Jointly organized by Dokumentationzentrum NS-Zwangsarbeit Berlin-Schöneweide, the Public History project aims to study and put into practice the ways in which a phenomenon of the World War II period known as “forced labor” can be represented in the public realm that goes beyond the single nation paradigm of Germany or Korea. The project seeks to provide a forum for young educators from both countries to exchange ideas on teaching methods and practices and learn forced labor in a historical context from a transnational perspective. Under this project, a seminar was held in Berlin from August 14 to 20, 2016. Another seminar is slated to take place in April 2017.

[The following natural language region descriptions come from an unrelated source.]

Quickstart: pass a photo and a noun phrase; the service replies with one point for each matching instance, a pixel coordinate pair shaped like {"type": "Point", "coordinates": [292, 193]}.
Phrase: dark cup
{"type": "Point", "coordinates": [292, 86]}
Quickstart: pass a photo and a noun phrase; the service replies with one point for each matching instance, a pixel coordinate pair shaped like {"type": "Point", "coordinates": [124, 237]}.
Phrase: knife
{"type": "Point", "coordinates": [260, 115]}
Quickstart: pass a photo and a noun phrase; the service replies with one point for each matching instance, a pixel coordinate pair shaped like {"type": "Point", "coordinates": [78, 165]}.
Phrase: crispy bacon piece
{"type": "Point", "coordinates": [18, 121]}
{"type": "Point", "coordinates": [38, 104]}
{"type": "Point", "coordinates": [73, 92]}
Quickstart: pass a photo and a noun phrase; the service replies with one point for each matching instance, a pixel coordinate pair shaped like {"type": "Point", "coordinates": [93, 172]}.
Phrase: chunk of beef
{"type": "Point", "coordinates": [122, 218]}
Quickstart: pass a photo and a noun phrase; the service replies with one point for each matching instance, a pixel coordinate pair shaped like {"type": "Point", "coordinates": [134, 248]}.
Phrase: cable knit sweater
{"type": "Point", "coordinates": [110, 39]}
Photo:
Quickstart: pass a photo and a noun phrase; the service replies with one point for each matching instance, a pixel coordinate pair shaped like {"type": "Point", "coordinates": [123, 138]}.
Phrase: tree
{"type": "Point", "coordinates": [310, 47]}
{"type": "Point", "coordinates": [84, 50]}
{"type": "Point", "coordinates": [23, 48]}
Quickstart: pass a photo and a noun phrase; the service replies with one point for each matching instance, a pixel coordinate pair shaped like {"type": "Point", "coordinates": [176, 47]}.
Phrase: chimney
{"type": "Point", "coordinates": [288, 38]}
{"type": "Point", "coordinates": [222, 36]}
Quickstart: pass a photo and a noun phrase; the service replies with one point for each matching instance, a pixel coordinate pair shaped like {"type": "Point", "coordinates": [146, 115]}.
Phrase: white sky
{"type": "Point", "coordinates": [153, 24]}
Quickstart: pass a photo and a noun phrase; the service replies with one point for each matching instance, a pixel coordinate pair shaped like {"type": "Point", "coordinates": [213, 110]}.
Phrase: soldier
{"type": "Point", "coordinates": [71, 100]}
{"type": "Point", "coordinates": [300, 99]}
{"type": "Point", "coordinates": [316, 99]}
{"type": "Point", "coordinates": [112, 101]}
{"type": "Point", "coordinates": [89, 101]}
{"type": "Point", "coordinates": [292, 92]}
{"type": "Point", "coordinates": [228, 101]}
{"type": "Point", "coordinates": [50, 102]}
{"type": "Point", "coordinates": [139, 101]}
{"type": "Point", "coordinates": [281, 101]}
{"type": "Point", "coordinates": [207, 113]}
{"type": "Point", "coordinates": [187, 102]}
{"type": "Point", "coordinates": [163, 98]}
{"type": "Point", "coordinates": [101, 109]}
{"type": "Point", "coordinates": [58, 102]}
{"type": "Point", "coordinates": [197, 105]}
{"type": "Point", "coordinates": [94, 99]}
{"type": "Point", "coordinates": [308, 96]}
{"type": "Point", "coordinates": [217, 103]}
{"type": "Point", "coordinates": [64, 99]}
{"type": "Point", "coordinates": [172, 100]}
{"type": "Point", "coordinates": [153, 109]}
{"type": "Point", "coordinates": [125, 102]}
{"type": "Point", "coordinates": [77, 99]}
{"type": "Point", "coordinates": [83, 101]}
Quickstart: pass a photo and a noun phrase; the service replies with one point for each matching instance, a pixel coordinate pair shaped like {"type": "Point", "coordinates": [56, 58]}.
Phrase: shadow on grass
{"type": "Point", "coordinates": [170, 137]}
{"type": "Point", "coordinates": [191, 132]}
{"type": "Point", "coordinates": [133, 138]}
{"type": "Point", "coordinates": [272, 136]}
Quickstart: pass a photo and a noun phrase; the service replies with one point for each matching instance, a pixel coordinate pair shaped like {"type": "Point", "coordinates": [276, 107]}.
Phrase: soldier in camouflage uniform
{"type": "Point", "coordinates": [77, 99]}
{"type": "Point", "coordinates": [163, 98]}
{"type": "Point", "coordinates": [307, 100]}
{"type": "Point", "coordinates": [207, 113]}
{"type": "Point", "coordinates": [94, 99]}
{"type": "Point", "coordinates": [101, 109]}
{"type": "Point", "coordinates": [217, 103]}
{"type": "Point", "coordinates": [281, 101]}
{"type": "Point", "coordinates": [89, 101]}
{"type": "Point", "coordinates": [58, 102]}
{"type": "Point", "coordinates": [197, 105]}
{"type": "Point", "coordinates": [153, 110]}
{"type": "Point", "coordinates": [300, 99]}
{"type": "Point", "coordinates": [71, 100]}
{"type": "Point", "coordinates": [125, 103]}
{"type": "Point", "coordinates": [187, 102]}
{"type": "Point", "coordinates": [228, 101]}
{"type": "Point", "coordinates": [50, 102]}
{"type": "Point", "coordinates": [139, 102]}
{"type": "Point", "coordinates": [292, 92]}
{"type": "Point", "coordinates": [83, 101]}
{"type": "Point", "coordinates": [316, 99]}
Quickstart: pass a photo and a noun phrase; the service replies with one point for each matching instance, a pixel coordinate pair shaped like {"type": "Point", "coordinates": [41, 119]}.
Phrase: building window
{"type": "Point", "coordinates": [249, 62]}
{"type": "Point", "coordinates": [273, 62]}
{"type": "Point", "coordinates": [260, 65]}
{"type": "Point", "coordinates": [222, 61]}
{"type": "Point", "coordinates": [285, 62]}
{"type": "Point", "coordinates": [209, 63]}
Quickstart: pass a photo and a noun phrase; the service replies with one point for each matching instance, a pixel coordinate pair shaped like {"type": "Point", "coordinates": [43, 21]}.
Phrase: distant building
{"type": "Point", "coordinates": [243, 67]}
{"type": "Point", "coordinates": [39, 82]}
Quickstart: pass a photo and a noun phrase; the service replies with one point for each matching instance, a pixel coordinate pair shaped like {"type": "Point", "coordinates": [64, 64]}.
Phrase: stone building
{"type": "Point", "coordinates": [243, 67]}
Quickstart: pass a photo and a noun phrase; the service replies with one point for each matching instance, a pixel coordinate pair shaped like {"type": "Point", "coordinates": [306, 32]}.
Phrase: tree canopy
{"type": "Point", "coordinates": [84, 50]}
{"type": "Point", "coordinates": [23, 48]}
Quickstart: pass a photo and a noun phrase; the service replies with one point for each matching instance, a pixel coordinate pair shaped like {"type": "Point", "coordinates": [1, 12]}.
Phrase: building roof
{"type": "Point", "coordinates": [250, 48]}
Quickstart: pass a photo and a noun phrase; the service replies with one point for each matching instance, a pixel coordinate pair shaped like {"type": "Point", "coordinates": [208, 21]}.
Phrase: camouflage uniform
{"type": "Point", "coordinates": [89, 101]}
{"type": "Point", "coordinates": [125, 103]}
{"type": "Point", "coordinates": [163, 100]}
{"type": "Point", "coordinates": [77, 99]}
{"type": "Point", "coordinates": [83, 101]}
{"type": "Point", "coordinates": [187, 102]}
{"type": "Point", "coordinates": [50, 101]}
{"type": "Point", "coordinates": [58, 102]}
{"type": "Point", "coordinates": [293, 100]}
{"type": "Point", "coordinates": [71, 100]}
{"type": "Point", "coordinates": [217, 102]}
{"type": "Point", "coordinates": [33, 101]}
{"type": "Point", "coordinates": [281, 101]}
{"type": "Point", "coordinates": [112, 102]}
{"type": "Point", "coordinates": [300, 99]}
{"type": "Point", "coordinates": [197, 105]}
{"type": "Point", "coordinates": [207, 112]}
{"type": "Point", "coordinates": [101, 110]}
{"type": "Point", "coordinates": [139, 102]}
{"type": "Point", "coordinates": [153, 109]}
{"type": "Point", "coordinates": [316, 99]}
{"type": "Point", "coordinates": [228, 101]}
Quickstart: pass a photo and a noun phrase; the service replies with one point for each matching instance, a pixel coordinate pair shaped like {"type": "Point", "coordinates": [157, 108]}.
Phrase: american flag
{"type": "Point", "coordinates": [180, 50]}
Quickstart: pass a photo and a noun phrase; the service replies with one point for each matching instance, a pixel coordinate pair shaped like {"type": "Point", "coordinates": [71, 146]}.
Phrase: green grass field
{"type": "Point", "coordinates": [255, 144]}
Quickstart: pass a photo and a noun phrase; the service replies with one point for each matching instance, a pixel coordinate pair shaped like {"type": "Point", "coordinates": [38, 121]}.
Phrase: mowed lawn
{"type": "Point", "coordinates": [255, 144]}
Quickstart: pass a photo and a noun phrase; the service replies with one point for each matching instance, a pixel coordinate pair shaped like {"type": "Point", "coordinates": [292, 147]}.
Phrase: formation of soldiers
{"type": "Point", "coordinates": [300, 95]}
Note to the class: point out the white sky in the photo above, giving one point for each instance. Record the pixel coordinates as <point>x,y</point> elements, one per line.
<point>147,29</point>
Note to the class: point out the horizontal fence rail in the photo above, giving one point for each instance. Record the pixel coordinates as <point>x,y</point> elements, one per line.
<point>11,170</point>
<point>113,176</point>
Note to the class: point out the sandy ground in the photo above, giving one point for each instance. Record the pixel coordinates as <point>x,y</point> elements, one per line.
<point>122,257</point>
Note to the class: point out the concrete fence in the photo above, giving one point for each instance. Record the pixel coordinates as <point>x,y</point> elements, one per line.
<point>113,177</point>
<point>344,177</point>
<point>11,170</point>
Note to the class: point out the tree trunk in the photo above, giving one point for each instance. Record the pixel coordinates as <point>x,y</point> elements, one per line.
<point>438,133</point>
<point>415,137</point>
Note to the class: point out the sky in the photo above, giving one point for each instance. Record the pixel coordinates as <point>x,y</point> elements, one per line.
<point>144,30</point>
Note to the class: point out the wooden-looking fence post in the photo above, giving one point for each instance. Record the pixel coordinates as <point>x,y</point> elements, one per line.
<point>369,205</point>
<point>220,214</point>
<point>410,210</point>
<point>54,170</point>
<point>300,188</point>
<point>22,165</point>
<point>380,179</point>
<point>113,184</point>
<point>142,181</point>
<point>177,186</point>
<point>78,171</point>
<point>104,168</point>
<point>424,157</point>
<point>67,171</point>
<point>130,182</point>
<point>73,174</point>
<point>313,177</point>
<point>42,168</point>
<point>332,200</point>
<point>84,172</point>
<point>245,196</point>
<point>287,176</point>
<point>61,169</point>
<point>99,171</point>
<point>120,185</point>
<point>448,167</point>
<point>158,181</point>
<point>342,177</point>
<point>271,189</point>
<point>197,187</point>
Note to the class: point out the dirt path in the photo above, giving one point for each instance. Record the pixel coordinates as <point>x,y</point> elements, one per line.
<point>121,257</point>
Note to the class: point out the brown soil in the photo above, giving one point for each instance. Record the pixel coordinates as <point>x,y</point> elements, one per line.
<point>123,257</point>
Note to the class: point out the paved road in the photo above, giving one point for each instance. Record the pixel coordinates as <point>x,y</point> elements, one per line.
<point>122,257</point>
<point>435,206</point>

Area of Scholarship: Rescue forced labor of the 20 century––forced labor in Nazi Germany and in Southeast Asia––from the single nation paradigm and consider it from a transnational perspective.
Area of Education: From the perspective of public history, reinterpret how history and past events are understood in the domain of everyday life, the dichotomy between perpetrators and victims, the way in which historical materials are shown to the public, and the historical prejudices resulting from the single nation perspective.
In its effort to promote and amplify the role of multiplikators in the field of Public History, CGSI has organized and hosted educational programs and workshops:
Memories without Borders, a joint workshop with the Word and Bow Academy, invites multiplikators in different professional fields who broaden and proliferate public history, including but not limited to—teachers, editors, cultural content providers, writers, and cartoonists, to further expand their practice as memory activists. The workshop group will consist of 15 or more working professionals from diverse backgrounds.
Conflicting Memories of the War and Occupation is a 5-day workshop program co-organized by the Centre for Oral History at Taras Shevchenko National University of Kyiv, Critical Global Studies Institute at Sogang University, Memorial Sites Gestapokeller and Augustaschacht of Osnabrück, and Memorial and Museum Sachsenhausen of Oranienburg. This annual workshop was launched in Ukraine with the aim of creating a space of exchange and networking for junior educators, memory activists, and researchers from Europe and Asia. The workshop serves as a platform for the participants to share educational methods and expand their discussion beyond national borders to facilitate future collaboration in the field of Public History.
Co-hosted by the Korea Foundation and the Critical Global Studies Institute at Sogang University, Unwelcome Neighbors: Portraits of “Gypsy” Victims of the Holocaust and Others was on view at the KF Gallery from January 24th to February 28th, 2019. The exhibition was designed to show the portraits of Roma and Sinti victims of the Holocaust to commemorate Holocaust Remembrance Day in Korea. It was the first time outside Europe to exhibit the portraits, provided by courtesy of the Liverpool University Library.